Stando a un’analisi basata sui dati della World Benchmarking Alliance, che comprende oltre 1.600 tra le più grandi aziende di tutto il mondo, lo 0,4% di queste si impegna pubblicamente a pagare ai lavoratori un salario dignitoso e a sostenere un salario dignitoso nelle loro catene del valore. Poi però emergono situazioni di assoluta disparità: stando al report, per una donna attiva nel settore sanitario o sociale ci vorrebbero 1.200 anni per guadagnare quanto in un anno percepisce, in media, l’amministratore delegato di una delle 100 imprese della lista stilata da Fortune.
Il rapporto di Oxfam mostra inoltre come le multinazionali in questi anni abbiano incessantemente privatizzato il settore pubblico, segregando servizi fondamentali come l’istruzione o l’acqua: «Il potere pubblico dovrebbe tenere a freno il potere sconfinato delle imprese, modellando il mercato per renderlo più giusto e libero dal controllo miliardario. I governi devono intervenire per spezzare i monopoli, dare potere ai lavoratori, tassare questi enormi profitti aziendali e, soprattutto, investire in una nuova era di beni e servizi pubblici», ha dichiarato Behar, chiedendo un'azione decisiva da parte dei Governi per limitare il potere dei pochi ultra-ricchi.

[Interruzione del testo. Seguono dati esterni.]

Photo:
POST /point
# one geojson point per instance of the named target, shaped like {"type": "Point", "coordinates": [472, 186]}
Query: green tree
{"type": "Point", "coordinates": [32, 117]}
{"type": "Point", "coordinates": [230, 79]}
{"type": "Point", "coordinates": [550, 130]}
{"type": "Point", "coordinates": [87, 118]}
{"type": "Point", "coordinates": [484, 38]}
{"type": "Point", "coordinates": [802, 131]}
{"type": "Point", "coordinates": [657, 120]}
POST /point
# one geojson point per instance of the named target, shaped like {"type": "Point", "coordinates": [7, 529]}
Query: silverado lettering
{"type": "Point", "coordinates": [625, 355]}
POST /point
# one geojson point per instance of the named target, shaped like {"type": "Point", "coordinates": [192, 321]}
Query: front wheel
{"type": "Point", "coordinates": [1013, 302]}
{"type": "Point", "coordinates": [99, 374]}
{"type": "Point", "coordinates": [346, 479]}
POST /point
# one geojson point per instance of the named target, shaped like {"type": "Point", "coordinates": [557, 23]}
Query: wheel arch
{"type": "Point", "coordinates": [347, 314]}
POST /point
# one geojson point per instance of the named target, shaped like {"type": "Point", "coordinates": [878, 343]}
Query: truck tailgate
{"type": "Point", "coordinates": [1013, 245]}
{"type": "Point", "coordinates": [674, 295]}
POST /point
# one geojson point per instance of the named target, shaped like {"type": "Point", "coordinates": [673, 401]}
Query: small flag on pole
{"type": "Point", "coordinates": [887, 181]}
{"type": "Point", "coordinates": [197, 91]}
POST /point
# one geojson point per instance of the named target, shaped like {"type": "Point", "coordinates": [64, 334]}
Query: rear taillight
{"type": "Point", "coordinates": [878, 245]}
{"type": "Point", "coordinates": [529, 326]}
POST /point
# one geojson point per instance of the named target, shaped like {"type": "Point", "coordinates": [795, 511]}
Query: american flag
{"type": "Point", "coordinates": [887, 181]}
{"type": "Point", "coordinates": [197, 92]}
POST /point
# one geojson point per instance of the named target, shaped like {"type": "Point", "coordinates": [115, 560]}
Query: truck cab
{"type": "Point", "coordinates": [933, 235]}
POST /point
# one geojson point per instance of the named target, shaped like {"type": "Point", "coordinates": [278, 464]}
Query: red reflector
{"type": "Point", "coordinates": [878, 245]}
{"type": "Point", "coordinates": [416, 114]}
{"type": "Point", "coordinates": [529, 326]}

Tra le misure che dovrebbero essere prese in considerazione per abbattere le disuguaglianze, l'Oxfam cita la tassa sul patrimonio dei più ricchi, un prelievo più efficace sui redditi delle grandi aziende e una rinnovata spinta contro l’evasione fiscale. Solo nel Regno Unito si stima che una tassa del 2% sul patrimonio dei super-ricchi (chi possiede più di 10 milioni) porterebbe 22 miliardi di sterline all'anno all'erario britannico. Julia Davies, membro fondatore di Patriotic Millionaires UK, un gruppo apartitico di milionari britannici che si batte per l’imposta sul patrimonio, ha affermato che le imposte sulla ricchezza sono «minuscole» rispetto alla tassazione sul reddito da lavoro. Citata dal Guardian, la donna ha spiegato: «Immaginiamo quanto potrebbero essere utili 22 miliardi di sterline all’anno da investire in servizi pubblici e infrastrutture. Potrebbero migliorare la vita di ognuno di noi e fornire ai nostri anziani, giovani e persone vulnerabili le cure e il sostegno di cui hanno bisogno e che meritano».